Was gut klingt und ein Befreiungsschlag für das Werk an sich, aber auch in einem politischen Sinne hätte sein können, stellt sich jedoch als eher hohle Floskeln und Gesten heraus. Die Selbstironie wird alsbald eher zynisch und das Spielen mit dem Wissen um sein eigenes Erbe nutzt der Film nicht für ein radikales tabula rasa irgendeiner Art. Vielmehr bleibt es einfach bei diesen Referenzen, gepaart mit einer ordentlichen Menge pseudophilosophischer Expositionen. Wie schon in den anderen Filmen nährt Matrix Resurrections die Interpretationsvielfalt mit massenhaft Phrasen, die Anlass geben, eine riesige Menge an Interpretationen über dieses Werk zu stülpen. So arbeitet sich der Film mit Wonne daran ab, wie alles binär ist in der Welt der Menschen (gut und böse, gefangen und befreit, ahnungslos und wissend, Liebe und Hass, Angst und Verlangen…die Liste ist lang) und dass genau dieses Denken den Menschen zum Verhängnis wird, nur um im weiteren Verlauf genau diese Binaritäten weiter zu füttern und auszubauen. Wozu also das Ganze? Vielleicht war das schon immer der große Clou der Matrix-Reihe: unendliche Interpretationsangebote zu machen, so dass sie jede/r mit seiner/ihrer eigenen Philosophie in Neo und Trinity wiederfindet. Von Verschwörungstheoretikern und Incels, die die Metapher der roten Pille für sich beanspruchen, über religiöse Philosophien vom Christentum bis hin zum Buddhismus, die sich in dieser Geschichte wiederfinden bis hin zur Idee, dass die Matrix-Filme eine Metapher für trans Menschen und ihre Transition sind, ist für absolut jede/n etwas dabei. Und jede/r imaginiert sich als Neo. Außer Neo, der hier noch wortkarger und gebrochener daher kommt, als es so manchem lieb sein wird. 

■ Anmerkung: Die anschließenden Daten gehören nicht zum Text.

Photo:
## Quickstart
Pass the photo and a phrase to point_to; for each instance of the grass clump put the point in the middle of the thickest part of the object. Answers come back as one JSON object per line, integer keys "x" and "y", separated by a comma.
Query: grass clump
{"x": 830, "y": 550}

Sein noch immer währendes Mahnen, dass er kein Auserwählter ist, wird allerdings weiterhin nicht erhört. Einzig die Zerbrechlichkeit seiner Figur, die wiederum durch die Emanzipation der Trinity fast aufgehoben wird, erlaubt Momente von Kontemplation. Doch lange mag der Film hier nicht verweilen. Nach seinem ersten Akt, der zumindest symbolisch versucht, das Werk als Anti-Blockbuster zu positionieren, taucht Matrix Resurrections dann doch sehr fix in altbekannte Gewässer und Geschichten ein und liefert für den Rest seiner Laufzeit erwartbares und nostalgisches Actionkino, gepaart mit dem Wiederaufleben der Liebesbeziehung zwischen Neo und Trinity. 

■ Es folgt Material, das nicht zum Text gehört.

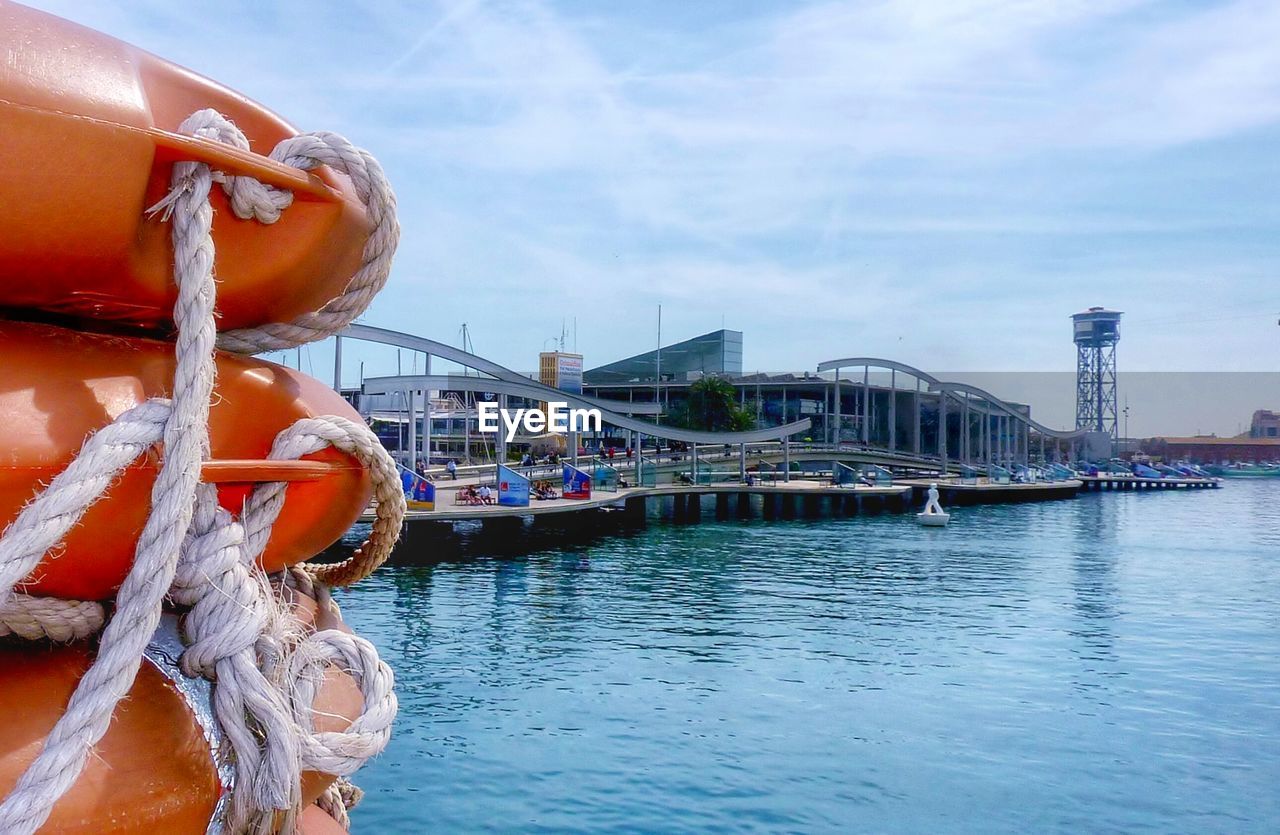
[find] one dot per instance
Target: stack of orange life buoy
(170, 664)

Doch nichts davon ist wirklich innovativ, überraschend oder kann auch nur annähernd anknüpfen an die Relevanz, die die Matrix-Filme zu ihrer Zeit hatten. Da hilft es auch nicht, dass das Werk augenzwinkernd selbst bemerkt, dass es außer als Nostalgiemaschine eigentlich keine Relevanz hat.

Matrix Resurrections (2021)

US-amerikanischer Science-Fiction-Actionfilm von Regisseurin Lana Wachowski — als Fortsetzung zu Matrix Revolutions aus dem Jahr 2003. In den Hauptrollen werden erneut Keanu Reeves und Carrie-Anne Moss zu sehen sein.